Maybe we should go back to the well-known popular fact that "prevention is better than cure". To prevent that means to 'put a stop to something', so the question arises: what is the prevention of cardiovascular disease, who benefits from prevention, when and how to assess the risks and priorities and what should be done in order to preserve, in addition to the external beauty, which is not easy to preserve, the primal, basic , cellular, vascular or internal strength and beauty.

The essence can be seen in two Chinese philosophies: "HOLISM" and "TAOISM". A holistic approach means looking at a person in all its entirety, while Taoism advocates the preservation of every cellular, physical, mental and spiritual balance.
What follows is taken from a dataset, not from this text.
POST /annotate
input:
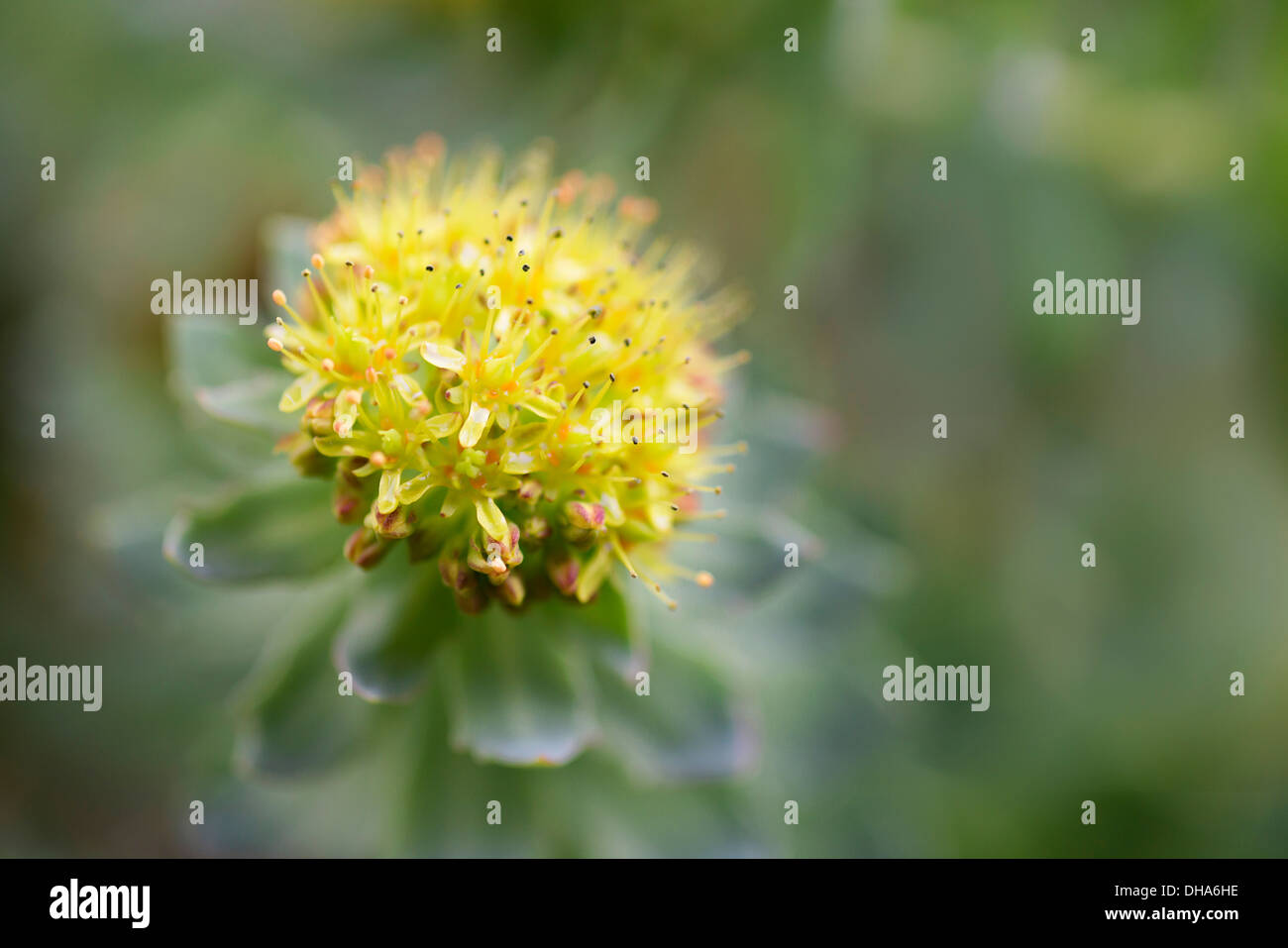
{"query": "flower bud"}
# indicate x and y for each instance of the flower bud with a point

This is the only way we can try to alleviate the already known fact that the "exposure" of the amount of CVD risk and undetected CVD pathology has afflicted the entire world. The fact that nearly 70% of American adults are obese. That at any given time, 55% of the population is on a weight loss diet. That less than 15% of adults or children exercise enough, and over 60% do not engage in intense activity. Among adults, 11%–13% have diabetes, and 36% have prediabetes, 34% have high blood pressure, 12% have both prediabetes and prehypertension, and 15% of the population with diabetes, hypertension, or dyslipidemia is undiagnosed. Approximately one third of the adult population and 80% of obese people have a fatty liver. With 34% of children overweight or obese, the number of children with diabetes, hypertension and dyslipidemia is at an all-time high. Half of adults have at least one cardiovascular risk factor. In large studies, more than 91% of subjects have two or three risk factors. Not even 1% of the population achieves ideal cardiovascular health.

Despite the decline in coronary death rates due to better treatment, the death rate from heart attacks among younger women in the US may increase due to the obesity epidemic. Up to 65% of patients do not have their conventional risk biomarkers under control, and only 30% of patients at high risk for heart disease achieve aggressive lowering of low-density lipoprotein (LDL) concentrations. Even when we do a lot, up to 70% of cardiac events go unaddressed. In 50% of people, high blood pressure is not recognized, if it is recognized, half of them are not treated properly.

About two-thirds of patients do not take the necessary medication for dyslipidemia, and patients adhere to the advice in less than 50%, which adds to the difficulties.

The situation is similar all over the world, and it is especially difficult in countries with a high risk for diseases of blood vessels of the heart and brain, which certainly includes our country.

Pathological and epidemiological data confirm that atherosclerosis begins in early childhood and progresses imperceptibly and inexorably throughout life. Risk factors in childhood are similar to those in adulthood. When indicated, aggressive treatment should begin at the earliest indication and continue for years. For those patients at intermediate risk according to global risk scores, C-reactive protein (CRP), coronary artery calcium (CAC), and carotid intima-media thickness (CIMT) are available for further stratification.

Healthy lifestyle habits, as well as physical activity, significantly improve important risk factors. The consequences of delay and inaction can be catastrophic, and the sense of urgency is constantly increasing. The use of statins for primary prevention is recommended in guidelines, prevalent, but remains underprescribed.

Not only the risk factors are worrying, but also the weak implementation of preventive measures. The effectiveness of prevention is reflected in the elimination of harmful lifestyle habits, which can prevent up to 80% of CVD.

A woman's heart is a "special heart", somewhat at a lower risk, but, unfortunately, more women than men still die from CVD. Assessment of cardiovascular risk over a 10-year period, using scoring systems such as Framingham or SCORE, continues to be widely used and recommended for all adults. So, as always – the more we know, the more we realize how much we don't know. It remains for us to use what we know and thus help ourselves and others as much as we can. We will hope and rejoice and God will determine our paths.